In her excellent post—“Leading vs. Lagging: Where Should Sales Managers Focus?”—Schenk writes:
High performing people, regardless of their role, focus on the intersection of what matters and what they can control. For the sales manager, that means managing the right activities and coaching the related behaviors (leading indicators) that lead to the desired results (lagging indicators).
Coaching is a key concept here. In a sales context, coaching is a leadership skill that draws out a salesperson’s full potential by getting them to focus on the right activities and to improve the related behaviors that lead to the desired results, based on structured coaching conversations.
In our 2016 Sales Enablement Optimization Study, we found that a formal or even dynamic coaching process helped more salespeople to achieve their quota (by 10%), and win rates for forecast deals could be improved even more, by 28%.
Let’s be clear: We are not saying there shouldn’t be a focus on sales results. We are saying that the sales manager needs to focus on HOW to achieve the desired results instead of focusing on measuring the results afterward.
Read the rest of Schenk’s article to learn more about the right metrics for sales managers, and why a sales manager’s mantra is different from that of the sales leader.
My Favorite Metric: Referrals
Measuring referral activities is simple. Weekly metrics for each account based sales rep roll up into monthly and quarterly metrics. Measure the number of:
- Referrals asked for
- Referrals received
- Meetings scheduled
- Meetings conducted
- Deals closed through referrals
More importantly, coach reps based on these activities. Keep your team accountable and on track by asking specific questions, such as:
- Who are the people you’ll ask for referrals? Get names
- What are the outcomes you expect? Get metrics
- What are your discussion topics? Get these in writing
Before account based sales reps meet with referred prospects, provide coaching tips and discuss the following:
- What did you learn about the prospect from your referral source?
- Have you checked out the prospect’s LinkedIn profile? What have you learned?

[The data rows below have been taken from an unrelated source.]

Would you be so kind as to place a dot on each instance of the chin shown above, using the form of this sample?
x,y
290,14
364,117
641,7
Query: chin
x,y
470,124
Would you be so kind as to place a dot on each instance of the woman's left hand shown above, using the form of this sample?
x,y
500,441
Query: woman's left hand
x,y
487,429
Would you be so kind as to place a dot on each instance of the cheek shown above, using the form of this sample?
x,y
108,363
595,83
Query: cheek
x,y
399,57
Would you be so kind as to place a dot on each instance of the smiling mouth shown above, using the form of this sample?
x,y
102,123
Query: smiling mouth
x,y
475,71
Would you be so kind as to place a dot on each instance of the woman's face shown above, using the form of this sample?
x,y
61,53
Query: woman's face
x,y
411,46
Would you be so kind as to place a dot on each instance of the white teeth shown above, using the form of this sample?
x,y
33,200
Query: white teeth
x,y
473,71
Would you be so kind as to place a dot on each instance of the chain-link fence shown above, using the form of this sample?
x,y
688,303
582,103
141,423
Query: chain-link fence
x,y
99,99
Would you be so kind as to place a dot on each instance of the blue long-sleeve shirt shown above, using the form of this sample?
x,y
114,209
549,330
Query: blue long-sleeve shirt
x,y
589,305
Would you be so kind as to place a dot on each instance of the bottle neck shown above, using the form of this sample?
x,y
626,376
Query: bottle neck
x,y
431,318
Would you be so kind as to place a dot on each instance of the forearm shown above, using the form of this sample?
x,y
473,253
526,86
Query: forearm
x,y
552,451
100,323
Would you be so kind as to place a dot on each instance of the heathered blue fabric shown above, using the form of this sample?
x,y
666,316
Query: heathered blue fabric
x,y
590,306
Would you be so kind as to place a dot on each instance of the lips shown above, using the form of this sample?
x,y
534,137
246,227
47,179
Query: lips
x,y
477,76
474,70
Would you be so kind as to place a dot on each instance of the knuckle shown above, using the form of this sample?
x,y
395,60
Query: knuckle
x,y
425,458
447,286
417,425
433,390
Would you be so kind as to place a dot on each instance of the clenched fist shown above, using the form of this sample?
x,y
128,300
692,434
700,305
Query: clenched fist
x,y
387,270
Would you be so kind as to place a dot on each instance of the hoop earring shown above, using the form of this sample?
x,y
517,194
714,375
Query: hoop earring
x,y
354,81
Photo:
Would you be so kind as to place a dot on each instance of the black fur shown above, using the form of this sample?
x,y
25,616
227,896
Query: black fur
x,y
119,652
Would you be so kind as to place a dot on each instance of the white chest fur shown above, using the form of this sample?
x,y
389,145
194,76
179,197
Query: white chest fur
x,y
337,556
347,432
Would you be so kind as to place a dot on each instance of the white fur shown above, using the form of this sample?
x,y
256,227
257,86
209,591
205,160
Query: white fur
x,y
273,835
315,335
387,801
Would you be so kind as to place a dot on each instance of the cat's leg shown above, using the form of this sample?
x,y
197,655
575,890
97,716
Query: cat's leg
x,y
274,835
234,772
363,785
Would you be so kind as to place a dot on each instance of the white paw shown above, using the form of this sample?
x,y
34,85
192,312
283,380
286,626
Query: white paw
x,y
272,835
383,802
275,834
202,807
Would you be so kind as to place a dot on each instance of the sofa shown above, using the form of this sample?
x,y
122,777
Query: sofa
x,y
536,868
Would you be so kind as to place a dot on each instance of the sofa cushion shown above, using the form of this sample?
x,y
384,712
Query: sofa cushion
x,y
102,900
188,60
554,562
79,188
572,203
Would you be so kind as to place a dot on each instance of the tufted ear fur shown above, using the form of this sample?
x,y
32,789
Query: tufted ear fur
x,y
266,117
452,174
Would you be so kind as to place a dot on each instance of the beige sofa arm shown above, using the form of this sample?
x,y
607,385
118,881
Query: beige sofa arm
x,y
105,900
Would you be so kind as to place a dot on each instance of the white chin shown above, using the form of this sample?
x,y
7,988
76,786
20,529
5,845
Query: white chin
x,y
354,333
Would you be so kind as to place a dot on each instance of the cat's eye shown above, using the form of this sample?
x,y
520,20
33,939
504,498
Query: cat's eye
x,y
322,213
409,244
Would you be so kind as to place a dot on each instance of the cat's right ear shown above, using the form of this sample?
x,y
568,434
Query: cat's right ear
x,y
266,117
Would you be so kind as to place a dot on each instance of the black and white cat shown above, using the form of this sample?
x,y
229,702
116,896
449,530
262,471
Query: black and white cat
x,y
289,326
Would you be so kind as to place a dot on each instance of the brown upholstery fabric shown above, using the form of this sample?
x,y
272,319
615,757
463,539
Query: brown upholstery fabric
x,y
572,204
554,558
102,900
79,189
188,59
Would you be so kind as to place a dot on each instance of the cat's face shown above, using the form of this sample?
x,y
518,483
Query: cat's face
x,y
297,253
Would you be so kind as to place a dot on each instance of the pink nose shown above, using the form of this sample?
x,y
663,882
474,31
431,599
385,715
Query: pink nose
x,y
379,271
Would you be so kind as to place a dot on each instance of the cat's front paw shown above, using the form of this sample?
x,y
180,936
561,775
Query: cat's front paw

- What are your other connections to this prospect?
- What interests do you have in common?
- How will you use this information in your meeting with the prospect?
When you measure and coach referral activities and behaviors, you don’t just meet your revenue goals. Your sales process shortens (time is money), your cost of sales decreases, and your competition disappears. Typically deal sizes are larger, and these clients willingly refer you to their networks.
Commit to referral selling as your primary outbound prospecting tool, build skills in referral selling, and coach and reinforce referral activities. It’s simple, but it’s not easy. However, referral introductions are your biggest competitive differentiation. Isn’t that a journey worth taking?